Monday, June 14, 2010

William Naismith's rule

Naismith's rule. A basic planner for figuring out how much distance a reasonably fit person on reasonably friendly terrain can cover. Then a guy named Tranter added a bunch of corrections for age, etc. This all came up in a conversation with Kevin McLane, surely one of Canada's most prolific climbers, writers, and general "give 'er" kind of individuals.

I have a few rules like this as well. General rules (with tons of exceptions).

Ten pitches of climbing fresh ice will pretty much take all day.
I can generally run about ten minute miles on almost any trail out there if averaged over the course of a few hours.
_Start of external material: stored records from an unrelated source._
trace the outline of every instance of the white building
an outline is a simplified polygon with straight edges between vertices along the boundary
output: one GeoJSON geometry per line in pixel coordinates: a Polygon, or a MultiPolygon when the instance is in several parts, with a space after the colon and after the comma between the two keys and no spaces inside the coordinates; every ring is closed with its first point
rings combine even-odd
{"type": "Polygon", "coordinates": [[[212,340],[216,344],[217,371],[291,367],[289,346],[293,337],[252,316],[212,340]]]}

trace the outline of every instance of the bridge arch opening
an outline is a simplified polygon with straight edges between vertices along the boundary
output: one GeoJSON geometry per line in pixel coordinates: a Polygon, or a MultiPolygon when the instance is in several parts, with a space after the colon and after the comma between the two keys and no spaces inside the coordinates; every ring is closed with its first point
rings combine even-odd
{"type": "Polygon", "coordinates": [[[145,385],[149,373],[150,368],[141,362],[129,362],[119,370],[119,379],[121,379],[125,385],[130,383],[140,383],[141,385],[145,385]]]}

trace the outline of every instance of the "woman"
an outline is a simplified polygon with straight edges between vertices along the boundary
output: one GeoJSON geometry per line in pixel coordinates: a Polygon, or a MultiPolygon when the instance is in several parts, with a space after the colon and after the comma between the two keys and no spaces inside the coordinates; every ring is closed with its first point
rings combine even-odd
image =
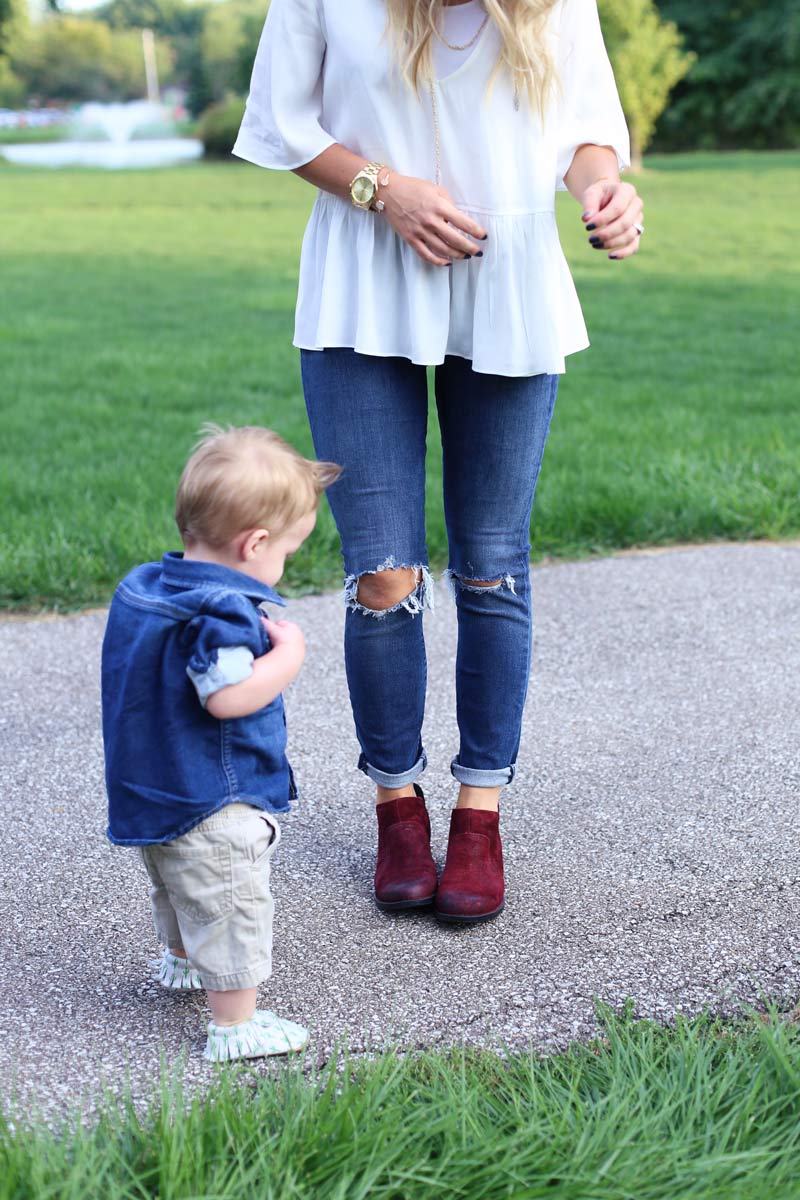
{"type": "Polygon", "coordinates": [[[234,153],[320,189],[294,344],[316,454],[344,467],[328,498],[359,766],[377,786],[376,900],[485,921],[504,903],[534,491],[564,357],[588,345],[554,192],[611,259],[643,231],[596,0],[272,0],[234,153]],[[438,888],[417,782],[426,365],[458,610],[459,790],[438,888]]]}

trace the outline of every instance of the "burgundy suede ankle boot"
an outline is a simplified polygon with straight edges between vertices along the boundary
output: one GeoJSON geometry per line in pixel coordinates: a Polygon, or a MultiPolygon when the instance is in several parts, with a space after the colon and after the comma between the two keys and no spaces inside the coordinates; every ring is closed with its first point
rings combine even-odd
{"type": "Polygon", "coordinates": [[[500,814],[478,808],[453,809],[447,861],[436,892],[436,916],[456,925],[477,925],[501,913],[504,903],[500,814]]]}
{"type": "Polygon", "coordinates": [[[425,908],[436,894],[431,823],[422,788],[377,806],[378,863],[375,902],[384,912],[425,908]]]}

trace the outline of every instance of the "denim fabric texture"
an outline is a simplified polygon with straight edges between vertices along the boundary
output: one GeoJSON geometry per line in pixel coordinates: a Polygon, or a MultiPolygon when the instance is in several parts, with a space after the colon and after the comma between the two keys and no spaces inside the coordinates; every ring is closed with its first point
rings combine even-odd
{"type": "MultiPolygon", "coordinates": [[[[344,556],[345,666],[359,766],[385,787],[425,769],[422,614],[433,603],[425,544],[427,371],[405,358],[303,350],[316,454],[341,463],[328,489],[344,556]],[[421,568],[385,611],[358,602],[358,579],[421,568]]],[[[435,370],[442,439],[445,572],[458,610],[456,716],[462,783],[509,783],[531,665],[530,518],[558,375],[504,376],[448,356],[435,370]],[[477,582],[491,581],[492,587],[477,582]]]]}
{"type": "Polygon", "coordinates": [[[289,808],[297,793],[283,698],[230,720],[205,711],[209,695],[242,676],[243,661],[270,649],[264,603],[285,601],[239,571],[173,552],[117,587],[102,653],[112,842],[171,841],[234,801],[289,808]]]}

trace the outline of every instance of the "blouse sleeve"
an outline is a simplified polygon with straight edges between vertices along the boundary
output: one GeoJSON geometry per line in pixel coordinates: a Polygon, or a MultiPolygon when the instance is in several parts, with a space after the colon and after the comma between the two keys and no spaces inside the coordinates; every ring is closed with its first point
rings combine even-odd
{"type": "Polygon", "coordinates": [[[558,103],[556,186],[579,146],[611,146],[619,169],[630,166],[630,139],[614,73],[608,59],[597,0],[564,0],[557,50],[561,94],[558,103]]]}
{"type": "Polygon", "coordinates": [[[324,57],[319,0],[272,0],[234,154],[291,171],[334,144],[320,123],[324,57]]]}

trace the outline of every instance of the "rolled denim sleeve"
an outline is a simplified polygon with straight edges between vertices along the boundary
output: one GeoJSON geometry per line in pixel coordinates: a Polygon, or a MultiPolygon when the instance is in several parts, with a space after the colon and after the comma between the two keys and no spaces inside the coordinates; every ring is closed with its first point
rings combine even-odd
{"type": "Polygon", "coordinates": [[[246,596],[215,596],[207,611],[189,622],[185,634],[186,674],[203,708],[215,692],[248,679],[253,660],[268,646],[259,611],[246,596]]]}
{"type": "Polygon", "coordinates": [[[216,654],[216,661],[205,671],[196,671],[191,666],[186,668],[186,674],[194,684],[203,708],[214,692],[232,683],[242,683],[253,674],[254,655],[247,646],[219,646],[213,653],[216,654]]]}

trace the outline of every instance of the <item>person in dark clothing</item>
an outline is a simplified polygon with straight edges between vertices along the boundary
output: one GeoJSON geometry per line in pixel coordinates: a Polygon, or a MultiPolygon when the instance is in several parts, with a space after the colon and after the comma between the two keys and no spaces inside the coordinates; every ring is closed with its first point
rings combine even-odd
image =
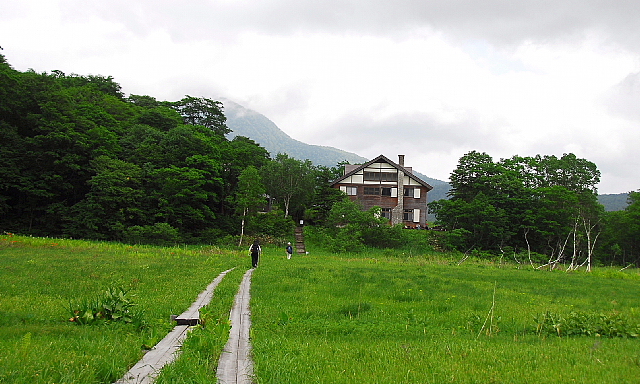
{"type": "Polygon", "coordinates": [[[291,255],[293,254],[293,247],[291,243],[287,243],[287,259],[291,259],[291,255]]]}
{"type": "Polygon", "coordinates": [[[260,242],[258,239],[253,241],[251,247],[249,248],[249,254],[251,255],[251,266],[253,268],[258,267],[258,261],[260,261],[260,253],[262,253],[262,248],[260,248],[260,242]]]}

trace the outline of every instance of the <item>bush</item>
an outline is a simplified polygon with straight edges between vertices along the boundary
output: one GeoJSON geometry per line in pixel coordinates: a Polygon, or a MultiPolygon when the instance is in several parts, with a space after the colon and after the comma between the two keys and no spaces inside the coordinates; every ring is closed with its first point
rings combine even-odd
{"type": "Polygon", "coordinates": [[[283,211],[276,210],[252,217],[247,221],[245,231],[248,235],[289,237],[293,235],[295,226],[291,216],[284,217],[283,211]]]}
{"type": "Polygon", "coordinates": [[[362,232],[355,225],[347,225],[338,231],[335,237],[329,237],[328,249],[331,252],[362,252],[365,247],[362,232]]]}
{"type": "Polygon", "coordinates": [[[375,248],[400,248],[409,242],[408,232],[401,225],[392,227],[382,224],[364,229],[362,242],[375,248]]]}
{"type": "Polygon", "coordinates": [[[465,252],[468,248],[468,239],[471,236],[471,232],[463,228],[454,229],[451,231],[443,232],[441,246],[446,251],[460,251],[465,252]]]}
{"type": "Polygon", "coordinates": [[[134,225],[124,231],[125,242],[131,244],[174,245],[179,237],[178,230],[168,223],[134,225]]]}
{"type": "Polygon", "coordinates": [[[545,312],[534,318],[536,333],[562,336],[638,337],[640,324],[632,324],[620,312],[570,312],[561,315],[545,312]]]}

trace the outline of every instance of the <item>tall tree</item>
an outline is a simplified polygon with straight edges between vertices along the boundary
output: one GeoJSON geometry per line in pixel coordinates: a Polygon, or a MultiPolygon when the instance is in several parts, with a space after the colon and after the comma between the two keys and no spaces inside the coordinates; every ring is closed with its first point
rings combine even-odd
{"type": "Polygon", "coordinates": [[[187,95],[170,105],[182,115],[186,124],[202,125],[220,135],[231,132],[226,124],[223,105],[219,101],[187,95]]]}
{"type": "Polygon", "coordinates": [[[244,237],[244,224],[248,217],[255,215],[258,208],[265,206],[266,190],[262,185],[260,172],[253,165],[248,166],[238,177],[238,191],[236,193],[236,211],[242,215],[240,243],[244,237]]]}
{"type": "Polygon", "coordinates": [[[550,265],[568,257],[589,266],[601,216],[599,177],[595,164],[573,154],[494,162],[472,151],[451,174],[451,199],[430,209],[444,227],[463,229],[470,248],[510,246],[530,260],[536,252],[549,255],[550,265]]]}
{"type": "Polygon", "coordinates": [[[628,205],[622,211],[606,212],[600,251],[610,263],[625,267],[640,266],[640,190],[629,192],[628,205]]]}
{"type": "Polygon", "coordinates": [[[282,203],[284,216],[289,216],[292,207],[301,210],[313,194],[314,175],[311,161],[300,161],[284,153],[262,167],[262,179],[267,194],[282,203]]]}
{"type": "Polygon", "coordinates": [[[331,182],[342,175],[342,169],[340,164],[333,168],[315,167],[313,196],[304,213],[305,220],[309,224],[324,225],[329,218],[329,212],[333,205],[344,199],[344,192],[331,188],[331,182]]]}

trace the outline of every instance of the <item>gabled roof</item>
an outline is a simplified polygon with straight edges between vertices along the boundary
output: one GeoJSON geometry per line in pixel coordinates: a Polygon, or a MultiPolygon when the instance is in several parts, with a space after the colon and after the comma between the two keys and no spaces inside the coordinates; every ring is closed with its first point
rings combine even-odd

Except when I can't.
Ten pitches of gear climbing at my trad standard will pretty much take all day.
Any approach not involving trails will generally take a "practice" approach to find the way in.
Eat every hour at the minimum or suffer.
Take twice the food and half the water in winter as you do in summer.
If your winter pack is bigger than 45L you're backpacking, not climbing fast.
A pack smaller than ten liters is a purse.
The farther you are from home the more you'll get done in the wrong conditions.
Put another way, visiting climbers are often stronger than the locals...
Camping is vastly over-rated. Most local trips can be done without camping.
As you get older your potential for injury while doing new sports increases and is inverse to your ability to heal from an injury...

And so on, this sort of stuff is fun for me to geek out on.